I wonder how his wife, Jill, can stand doing her job of propping him up.  She seems a bit power-mad herself, basking in the glory of his nominal presidency.

It's awfully convenient, says the cynic in me, to have a power vacuum at the top.  It appears to work for the Executive Branch, and, certainly, there's no meaningful protest from Congress, even from the Republicrats, so it seems to be OK with them, too.  An awful lot is being "accomplished" under his "leadership," after all!  I won't diss you by retreading through the litany; you know it all.  Let's just say that the tyranny of low expectations is quite real.

It's so convenient that they are even reusing the concept at the Cabinet level.  Pete Buttigieg is on leave?  Oh.  His second in command is working on the supply chain issue.  Who is that?  Umm...nobody seems to know, at least that was the comment on Fox News's Martha MacCallum show.

The border?  Kamala the-un-present is "in charge" — or is she?  They've managed to relieve her of any meaningful workload; maybe a good thing, given she's obviously also incompetent.  Her judgment is clearly awful, or she'd never have made that video about space where she talked down to child actors, which was beyond cringe-worthy.

They certainly don't have to worry about her looking better than Joe.  Our expectations of the competency of our vice president have been so lowered that nobody can expect more than an occasional cackle from her at this point.
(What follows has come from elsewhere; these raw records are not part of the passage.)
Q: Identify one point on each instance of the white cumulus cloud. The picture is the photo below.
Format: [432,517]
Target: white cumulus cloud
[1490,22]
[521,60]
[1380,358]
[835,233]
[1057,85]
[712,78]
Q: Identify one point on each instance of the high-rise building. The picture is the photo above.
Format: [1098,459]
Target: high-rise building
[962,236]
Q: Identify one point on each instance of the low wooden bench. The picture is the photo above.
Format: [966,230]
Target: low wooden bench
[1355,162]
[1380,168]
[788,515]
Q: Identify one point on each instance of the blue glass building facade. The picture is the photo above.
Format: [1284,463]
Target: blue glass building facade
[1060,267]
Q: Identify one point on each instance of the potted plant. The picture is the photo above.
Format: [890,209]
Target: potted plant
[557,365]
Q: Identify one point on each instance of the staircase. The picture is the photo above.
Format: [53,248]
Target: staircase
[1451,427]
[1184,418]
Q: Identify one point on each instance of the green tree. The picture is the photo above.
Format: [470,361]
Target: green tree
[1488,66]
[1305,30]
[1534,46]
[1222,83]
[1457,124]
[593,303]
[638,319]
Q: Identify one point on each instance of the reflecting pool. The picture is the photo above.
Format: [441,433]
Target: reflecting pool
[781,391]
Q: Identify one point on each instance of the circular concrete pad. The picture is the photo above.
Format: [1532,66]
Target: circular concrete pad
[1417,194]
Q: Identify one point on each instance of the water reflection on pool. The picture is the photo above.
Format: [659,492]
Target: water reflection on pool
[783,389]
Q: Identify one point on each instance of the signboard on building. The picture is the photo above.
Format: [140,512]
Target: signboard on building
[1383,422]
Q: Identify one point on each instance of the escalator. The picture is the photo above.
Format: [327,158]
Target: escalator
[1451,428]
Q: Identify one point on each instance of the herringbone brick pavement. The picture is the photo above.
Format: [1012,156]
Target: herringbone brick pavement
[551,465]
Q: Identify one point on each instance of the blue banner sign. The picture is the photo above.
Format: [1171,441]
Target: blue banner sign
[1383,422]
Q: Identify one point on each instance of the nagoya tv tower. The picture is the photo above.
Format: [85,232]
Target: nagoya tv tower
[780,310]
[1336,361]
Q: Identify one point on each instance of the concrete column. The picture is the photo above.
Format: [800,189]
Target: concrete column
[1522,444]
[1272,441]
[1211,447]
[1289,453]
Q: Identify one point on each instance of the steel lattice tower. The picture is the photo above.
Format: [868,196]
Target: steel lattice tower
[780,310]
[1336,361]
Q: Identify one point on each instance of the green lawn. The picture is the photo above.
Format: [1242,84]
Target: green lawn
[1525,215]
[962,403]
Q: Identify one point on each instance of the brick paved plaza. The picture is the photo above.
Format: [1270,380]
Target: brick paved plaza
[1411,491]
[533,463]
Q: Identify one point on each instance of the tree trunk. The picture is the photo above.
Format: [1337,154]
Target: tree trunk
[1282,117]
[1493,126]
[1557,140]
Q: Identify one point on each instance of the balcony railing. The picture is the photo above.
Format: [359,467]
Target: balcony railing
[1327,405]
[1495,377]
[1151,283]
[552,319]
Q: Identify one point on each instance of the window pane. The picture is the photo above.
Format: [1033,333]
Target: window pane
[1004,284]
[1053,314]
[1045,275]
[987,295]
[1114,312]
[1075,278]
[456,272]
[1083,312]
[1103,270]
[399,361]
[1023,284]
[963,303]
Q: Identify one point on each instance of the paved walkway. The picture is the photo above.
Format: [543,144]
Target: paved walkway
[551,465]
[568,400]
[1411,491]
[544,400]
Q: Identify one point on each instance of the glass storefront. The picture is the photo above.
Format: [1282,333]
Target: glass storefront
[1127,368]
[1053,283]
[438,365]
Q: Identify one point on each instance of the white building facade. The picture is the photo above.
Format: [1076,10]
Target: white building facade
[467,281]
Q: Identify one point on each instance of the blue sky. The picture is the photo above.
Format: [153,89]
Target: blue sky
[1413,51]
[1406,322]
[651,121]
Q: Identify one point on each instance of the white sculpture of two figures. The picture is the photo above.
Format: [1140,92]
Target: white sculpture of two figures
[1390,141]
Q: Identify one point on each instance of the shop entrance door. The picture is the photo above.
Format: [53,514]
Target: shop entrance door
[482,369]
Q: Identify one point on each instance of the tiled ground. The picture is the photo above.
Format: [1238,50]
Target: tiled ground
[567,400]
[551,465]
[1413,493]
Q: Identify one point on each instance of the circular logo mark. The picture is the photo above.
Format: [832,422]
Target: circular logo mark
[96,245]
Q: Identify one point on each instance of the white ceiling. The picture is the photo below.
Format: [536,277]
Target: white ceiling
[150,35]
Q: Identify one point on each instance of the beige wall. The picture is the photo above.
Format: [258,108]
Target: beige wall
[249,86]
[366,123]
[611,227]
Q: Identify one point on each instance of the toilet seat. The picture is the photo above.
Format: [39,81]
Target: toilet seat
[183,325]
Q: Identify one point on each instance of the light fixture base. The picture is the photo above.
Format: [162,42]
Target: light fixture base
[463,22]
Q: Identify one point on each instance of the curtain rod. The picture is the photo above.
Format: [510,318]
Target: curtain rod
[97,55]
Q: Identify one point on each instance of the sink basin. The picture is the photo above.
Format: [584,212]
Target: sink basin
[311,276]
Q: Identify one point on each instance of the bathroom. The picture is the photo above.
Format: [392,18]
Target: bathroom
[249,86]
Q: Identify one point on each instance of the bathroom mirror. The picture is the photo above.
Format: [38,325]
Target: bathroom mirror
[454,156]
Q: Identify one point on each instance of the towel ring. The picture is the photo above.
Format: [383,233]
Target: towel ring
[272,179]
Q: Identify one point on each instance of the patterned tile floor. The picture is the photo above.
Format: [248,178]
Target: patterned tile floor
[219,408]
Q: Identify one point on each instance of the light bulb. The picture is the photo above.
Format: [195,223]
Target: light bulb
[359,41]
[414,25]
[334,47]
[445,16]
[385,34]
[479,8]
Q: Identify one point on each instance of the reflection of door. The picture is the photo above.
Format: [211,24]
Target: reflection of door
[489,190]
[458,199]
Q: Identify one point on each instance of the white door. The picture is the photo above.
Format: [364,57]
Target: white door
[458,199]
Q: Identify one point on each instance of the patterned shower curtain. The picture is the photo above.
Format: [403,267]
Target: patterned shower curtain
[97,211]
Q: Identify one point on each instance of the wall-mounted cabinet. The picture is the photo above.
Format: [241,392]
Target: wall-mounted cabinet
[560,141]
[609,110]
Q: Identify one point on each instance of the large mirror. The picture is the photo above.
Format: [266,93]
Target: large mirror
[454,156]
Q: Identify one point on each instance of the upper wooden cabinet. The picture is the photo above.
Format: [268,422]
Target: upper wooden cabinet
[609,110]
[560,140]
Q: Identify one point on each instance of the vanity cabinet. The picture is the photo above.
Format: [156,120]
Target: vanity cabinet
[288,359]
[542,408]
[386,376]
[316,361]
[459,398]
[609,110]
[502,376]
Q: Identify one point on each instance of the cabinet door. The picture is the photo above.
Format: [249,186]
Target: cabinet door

The question is, who's pulling the puppet strings in the background?  While there are many theories, a surreptitious third term for Obama, where he can accomplish all his nefarious intentions to fundamentally change America, seems likely.  Certainly, his erstwhile lackeys are playing prominent parts in the administration.

They're putting old stalwarts like Garland, Rice, and Mayorkas out front to shield Biden from any scrutiny.  The interesting thing will be (if we can hold on that long) whether they are held to account after the midterms, falling on their swords for the cause.

Of course, the only way that can happen is if we have a free and fair election and throw enough of the bums out to do what's right.  I'm sure they're counting on that not happening.  I'd say, therefore, that the most important thing we can do is to make sure it does.

Image: The vacuum at the top by Andrea Widburg.